Lula é atacado justamente por ser o mais influente líder
popular que o Brasil já conheceu. E por ser o maior obstáculo ao projeto
regressista e conversador que, frustrada a aventura golpista, por suas
contradições políticas e econômicas, precisa eliminar a liderança de Lula antes
das eleições de 2018. A Pax Marinho, que ninguém se engane, é um movimento das
elites econômicas para garantir a estabilidade necessária ao ambiente de
negócios. Não é um pacto para preservar Dilma. E muito menos, para preservar
Lula.
O que preserva Lula é sua liderança, sua coerência e seu
caráter. Ao recusar o ministério, Lula promoveu um magnífico contraste com
personagens políticos, institucionais e midiáticos nesta que é a mais rebaixada
quadra da disputa política desde a redemocratização. Enquanto alguns ousam
sequestrar instituições, para salvar a pele ou perseguir adversários, e outros
se omitem de suas responsabilidades republicanas, por covardia ou conveniência,
Lula decidiu simplesmente portar-se com dignidade.
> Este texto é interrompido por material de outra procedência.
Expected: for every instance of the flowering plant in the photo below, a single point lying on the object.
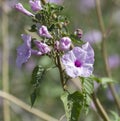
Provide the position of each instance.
(74, 62)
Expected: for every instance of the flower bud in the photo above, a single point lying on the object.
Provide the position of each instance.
(65, 43)
(20, 8)
(35, 5)
(78, 33)
(43, 31)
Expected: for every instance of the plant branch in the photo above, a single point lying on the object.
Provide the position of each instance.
(100, 108)
(104, 52)
(5, 60)
(26, 107)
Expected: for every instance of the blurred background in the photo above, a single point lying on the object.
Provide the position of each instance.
(82, 14)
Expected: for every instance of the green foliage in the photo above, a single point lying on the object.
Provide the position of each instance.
(115, 116)
(73, 104)
(104, 80)
(37, 77)
(87, 90)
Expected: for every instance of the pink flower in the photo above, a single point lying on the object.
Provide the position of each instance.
(65, 43)
(114, 61)
(35, 5)
(92, 37)
(20, 8)
(57, 45)
(43, 31)
(42, 47)
(78, 33)
(79, 61)
(55, 1)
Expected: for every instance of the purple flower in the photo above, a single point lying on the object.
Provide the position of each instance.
(24, 51)
(86, 5)
(78, 33)
(43, 48)
(35, 5)
(20, 8)
(65, 43)
(79, 61)
(55, 1)
(92, 37)
(43, 31)
(114, 61)
(57, 45)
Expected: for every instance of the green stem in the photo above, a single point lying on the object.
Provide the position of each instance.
(5, 61)
(26, 107)
(100, 108)
(104, 52)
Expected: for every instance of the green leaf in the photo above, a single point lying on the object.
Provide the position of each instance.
(33, 28)
(115, 116)
(106, 80)
(73, 104)
(37, 75)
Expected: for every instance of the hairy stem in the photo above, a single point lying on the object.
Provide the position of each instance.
(104, 52)
(5, 61)
(26, 107)
(43, 2)
(100, 108)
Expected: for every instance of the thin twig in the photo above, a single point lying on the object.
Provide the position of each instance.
(5, 61)
(26, 107)
(43, 2)
(104, 52)
(100, 108)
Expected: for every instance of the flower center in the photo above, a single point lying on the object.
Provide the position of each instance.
(77, 63)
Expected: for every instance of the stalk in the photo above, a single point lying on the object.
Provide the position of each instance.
(104, 52)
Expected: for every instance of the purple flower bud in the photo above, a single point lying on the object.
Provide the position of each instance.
(43, 48)
(57, 45)
(79, 61)
(20, 8)
(24, 51)
(65, 43)
(35, 5)
(55, 1)
(43, 31)
(114, 61)
(78, 33)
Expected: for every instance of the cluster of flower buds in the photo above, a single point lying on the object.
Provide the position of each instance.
(77, 61)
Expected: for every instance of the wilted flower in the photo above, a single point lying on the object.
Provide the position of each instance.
(92, 37)
(86, 5)
(43, 31)
(79, 61)
(114, 61)
(65, 43)
(35, 5)
(24, 51)
(20, 8)
(43, 48)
A recusa de Lula é um gesto fundamentalmente moral. É
corajoso, porque arrosta a arbitrariedade, e desprendido, porque preserva a
presidenta. É mais uma lição do ex-retirante, ex-engraxate, ex-metalúrgico,
ex-sindicalista para a educação política desta e de outras gerações. Isso é
incompreensível para os abutres que tentam medi-lo pela régua de seu próprio e
mesquinho caráter. Lula não é mesmo um ex-presidente qualquer. Lula é um líder.